Action: The documented operational practice is to review pager history and delete any alert that was consistently acknowledged and resolved without engineer action. Evaluating alerts over a rolling window — “condition must be true for 5 consecutive minutes” — rather than triggering on a single anomalous data point absorbs the transient spikes that account for the majority of false-positive pages in high-cardinality database environments.

Result: The same SRE principles recommend a regular alert review cadence — sometimes called “alert bankruptcy” — where the team asks: if we deleted this alert and something bad happened, would we catch it through another signal? If yes, the alert is noise.

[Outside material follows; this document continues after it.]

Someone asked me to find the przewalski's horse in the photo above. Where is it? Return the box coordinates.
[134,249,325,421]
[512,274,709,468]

Learning: An alert that auto-resolves before the engineer logs in should never have paged. Delay-based evaluation (sustained condition, not instantaneous breach) is the mechanical fix; runbook discipline is the organizational fix.

Where It Breaks

Implementing strict alert governance comes with organizational friction:

ApproachAdvantageDisadvantageFailure Mode
Broad Infrastructure AlertsEasy to set up; catches any anomaly on any host.Generates massive noise; low correlation to user pain.Engineers ignore the pager, missing real outages.
Strict SLO/User-Impact AlertsExtremely high signal-to-noise ratio; pages only when users suffer.Requires deep instrumentation of the application stack.A database fills its disk silently until it hard-crashes, causing a massive outage.

What to Do Next

  • Problem: Alert fatigue is not a volume problem — it’s a contract problem. Alerts that fire without a clear required action train engineers to ignore pages, making the one alert that matters indistinguishable from the noise.
  • Solution: Require every alert to pass an actionability review before deployment: who owns it, what specific runbook step executes when it fires, what threshold justification exists — alerts failing this review are rejected, not tuned.
  • Proof: Identify your top-firing alert from the past month, delete it, and monitor for two weeks — if no business impact occurs, it was noise. If impact occurs, the condition should have been caught upstream by an SLO-based alert, not this threshold.
  • Action: Run a pager review meeting this week. For every alert that fired and was resolved without action, either delete it or document why it deserved a page. The goal is to cut weekly alert volume by at least 50% before the next on-call rotation.